Cycle 1996-1997 : Introduction

La modernité

Qu’est-ce que la modernité ? un mot vague, aux acceptions multiples ? une nébuleuse ?

Peut-être. Mais ce pourrait être aussi un fil conducteur dans la compréhension de notre monde d’aujourd’hui. À condition de savoir de quoi l’on parle.

Reportons-nous à l’histoire. Classiquement les historiens, quand ils abordent le XVIème siècle, y voient le début des « Temps Modernes« . La modernité, ce pourrait donc d’abord être pour nous ce grand mouvement de l’esprit que l’on vit émerger alors, à la fois par l’affirmation de l’autonomie de l’individu (l’humanisme, la Réforme) et par l’éclatement du cadre mental au travers duquel on voyait l’univers (Christophe Colomb, Copernic). Suivirent les premiers progrès de la science occidentale, qui devient efficace (Galilée, Newton) ; puis, avec le siècle des « Lumières« , l’affirmation de la prééminence de la « Raison« , la revendication de la tolérance et surtout la proclamation de l’idée de progrès, qui promettait des jours meilleurs.
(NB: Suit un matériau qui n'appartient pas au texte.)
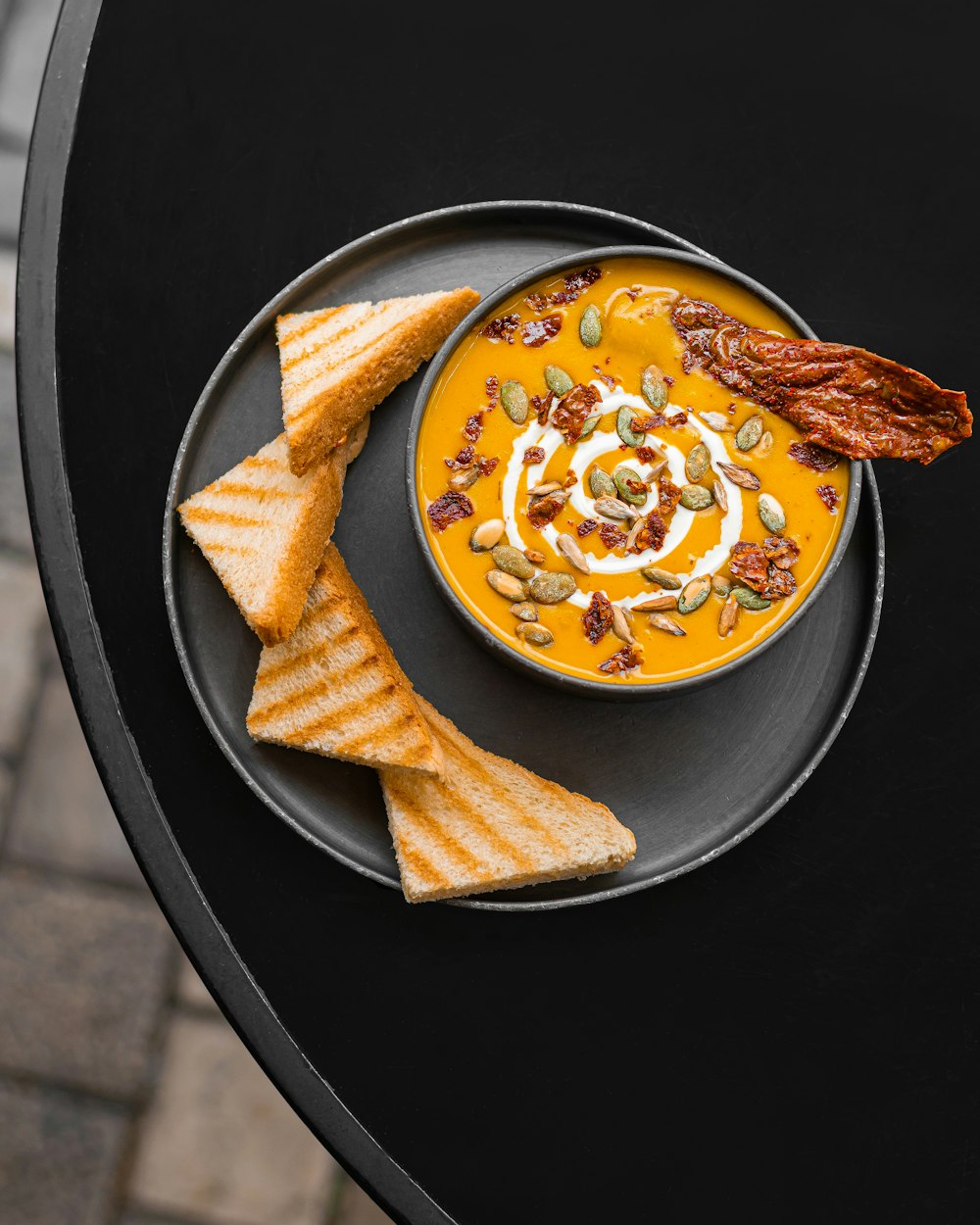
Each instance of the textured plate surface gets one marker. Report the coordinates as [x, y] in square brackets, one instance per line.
[690, 775]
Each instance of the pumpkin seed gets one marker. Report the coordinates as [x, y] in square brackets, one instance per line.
[621, 625]
[612, 509]
[602, 484]
[622, 478]
[694, 594]
[568, 548]
[749, 432]
[653, 387]
[660, 621]
[772, 514]
[559, 381]
[622, 427]
[667, 581]
[513, 562]
[591, 327]
[697, 464]
[552, 588]
[514, 401]
[506, 584]
[485, 535]
[750, 599]
[741, 476]
[728, 618]
[696, 498]
[537, 635]
[657, 604]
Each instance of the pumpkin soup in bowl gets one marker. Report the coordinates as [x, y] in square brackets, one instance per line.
[593, 504]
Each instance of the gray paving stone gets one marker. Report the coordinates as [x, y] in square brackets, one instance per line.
[23, 617]
[24, 53]
[58, 1157]
[220, 1143]
[62, 817]
[15, 527]
[83, 971]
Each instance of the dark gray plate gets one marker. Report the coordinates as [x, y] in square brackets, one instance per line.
[726, 758]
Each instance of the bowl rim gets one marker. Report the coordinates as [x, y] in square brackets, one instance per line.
[496, 646]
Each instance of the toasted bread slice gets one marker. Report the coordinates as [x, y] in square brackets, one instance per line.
[338, 363]
[264, 530]
[493, 824]
[336, 689]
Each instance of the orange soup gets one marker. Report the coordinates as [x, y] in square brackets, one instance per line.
[601, 510]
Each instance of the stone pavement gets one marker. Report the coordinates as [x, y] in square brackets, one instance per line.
[125, 1098]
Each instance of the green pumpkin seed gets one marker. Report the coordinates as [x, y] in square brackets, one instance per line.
[552, 588]
[506, 584]
[591, 327]
[772, 514]
[622, 427]
[513, 562]
[751, 601]
[514, 401]
[653, 386]
[696, 498]
[662, 577]
[622, 475]
[694, 594]
[602, 484]
[559, 381]
[697, 464]
[749, 432]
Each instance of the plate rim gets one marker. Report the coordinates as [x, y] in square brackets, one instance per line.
[171, 534]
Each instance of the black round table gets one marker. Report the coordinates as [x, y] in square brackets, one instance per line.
[788, 1033]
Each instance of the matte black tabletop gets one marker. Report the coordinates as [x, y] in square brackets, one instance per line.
[787, 1034]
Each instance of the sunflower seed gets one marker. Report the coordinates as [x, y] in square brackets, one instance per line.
[697, 464]
[514, 401]
[506, 584]
[696, 498]
[750, 599]
[568, 548]
[772, 514]
[665, 579]
[741, 476]
[653, 387]
[559, 381]
[591, 327]
[485, 535]
[749, 432]
[513, 562]
[660, 621]
[552, 588]
[694, 594]
[728, 617]
[623, 417]
[602, 484]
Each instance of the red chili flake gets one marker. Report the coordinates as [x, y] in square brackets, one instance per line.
[465, 460]
[623, 660]
[829, 496]
[537, 331]
[612, 535]
[473, 429]
[447, 509]
[598, 617]
[501, 328]
[811, 456]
Mais tout cela ne constitue, si l’on peut dire, que la première « vague » de la modernité. A partir du 19ème siècle, avec la « révolution » scientifique, technique et industrielle, vint la multiplication des hommes et des choses, aux conséquences innombrables sur notre manière de vivre. Mutation considérable, comparable sans doute, dans l’histoire de l’humanité, à ce que fut en son temps la « révolution néolithique« . Aujourd’hui l’homo « technicus« , l’homo « urbanicus » n’a plus grand chose à voir avec cet homo « rusticus« , qui était vieux de quelque dix mille ans. Et, il faut le souligner, alors que la modernité dans l’esprit, celle des « temps modernes » (au sens des historiens) ne touchait au fond qu’une minorité, la modernité technique et industrielle, la modernité dans les choses, quand elle s’accomplit, finit, elle, par concerner l’ensemble des hommes.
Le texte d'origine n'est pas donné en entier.